144 Ibid, p 143. 145 Ibid, p 143

travail de transformation suffisant des éprouvés, se serait alors « transmis » à l’état brut, sur le mode de la transmission trans-générationnelle, comme malgré soi, à l’adolescent. Nous pouvons donc aisément imaginer, que l’hypothèse d’un deuil de l’infans difficile à réaliser par les parents, pourrait être dans de nombreuses situations, en partie, liée à cette problématique, et que le contrat narcissique de l’adolescent constitué à sa naissance, pourrait être lié à cette impossibilité du deuil des parents. Le repérer, et ainsi donner la possibilité au clinicien de le mettre en travail, pourrait permettre une lutte contre la récidive à un autre niveau encore peu investigué jusqu’à présent, alors que cela constitue un véritable enjeu de santé publique : celui de ce que l’on pourrait nommer : « la récidive post-générationnelle » de la problématique de l’abus sexuel, correspondant, le lecteur l’aura bien compris, à la répétition trans-générationnelle de l’abus sexuelle. En effet, au regard des statistiques révélant des chiffres importants de présence de la problématique sexuelle en amont générationnel de l’adolescent, nous pouvons aisément nous interroger sur le fait que de traiter celui-ci, et de constater qu’il ne récidive pas, ne préserve pas pour autant selon nous, d’une répétition trans-générationnelle de sa problématique au sein des générations ultérieures, si un travail en profondeur n’est pas réalisé à ce point de vue dans une perspective groupale familiale. Cette donnée est actuellement peu évaluée dans les recherches traitant de l’évaluation de la récidive. En effet, le niveau de difficulté tenant à une telle recherche en raison de la nécessité d’études longitudinales qu’elle imposerait, rend sa mise en œuvre difficilement applicable. L’apport de telles données rendrait toutefois toute sa pertinence à l’étude de l’efficacité des soins.

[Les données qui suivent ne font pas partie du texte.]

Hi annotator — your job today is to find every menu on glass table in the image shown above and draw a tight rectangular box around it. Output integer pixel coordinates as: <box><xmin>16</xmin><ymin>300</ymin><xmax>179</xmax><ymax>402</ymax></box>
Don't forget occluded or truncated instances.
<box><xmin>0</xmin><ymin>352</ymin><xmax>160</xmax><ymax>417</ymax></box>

d) L’abord familial : un point de départ logique nécessaire, mais dans un construit théorique argumenté

Ainsi, l’abord familial dans la clinique de ces troubles nous semble un point de départ, logique, nécessaire.

Il n’est cependant pas récent. En effet, il faut souligner les apports systémiques dans ce domaine, notamment par des cliniciens tels que Nicole Tardif (Canada), ou Denis Lafortune (2002) précurseurs dans la prise en compte de la famille dans les soins de ces adolescents, pressentant, observant, l’idée d’une influence directe ou indirecte de la famille sur le développement de la problématique d’abus sexuels de l’adolescent, sans que cela soit traduit à ce jour, par des modèles théoriques intégrant les systèmes d’interactions complexes entre le jeune et son milieu familial.

Notre apport spécifique à notre niveau, consiste en une conception théorique orientée argumentée, du possible lien entre dynamique familiale et problématique du processus de séparation-individuation de l’adolescent, en appui sur les théories tenants au modèle psychodynamique dont celui de la théorie familiale psychanalytique encore peu investiguée jusqu’à présent, dans ce domaine de recherche. A travers un angle de vue hypothétique conceptuel précis, nous relions un niveau de compréhension psychodynamique initialement intrapsychique à un niveau de compréhension psychanalytique groupal familial, pour proposer une compréhension modélisée élargie du processus de l’agir sexuel adolescent, où dans le cadre d’un système d’interactions complexes, la dynamique familiale pourrait être à l’origine de cet empêchement du processus adolescent repéré initialement par les cliniciens de l’approche intrapsychique chez ces jeunes. Cet empêchement pouvant être le générateur de la mise en acte, point de départ de notre argumentation.

C’est ainsi que tout naturellement, nous dirigeons le focus sur la groupalité familiale, dans une perspective spécifique, trans-psychique, qui consisterait à prendre en compte le groupe famille dans sa capacité ou non à entrer dans une position dépressive familiale structurante, et de l’état du miroir familial constitué à cette période de l’adolescence.

Pour approfondir cette réflexion, nous proposons de répertorier plus précisément les marqueurs du miroir familial, qui pourraient nous permettre une telle investigation, en nous appuyant sur la conceptualisation théorique familiale psychanalytique. C’est ce que nous proposons de présenter au prochain chapitre.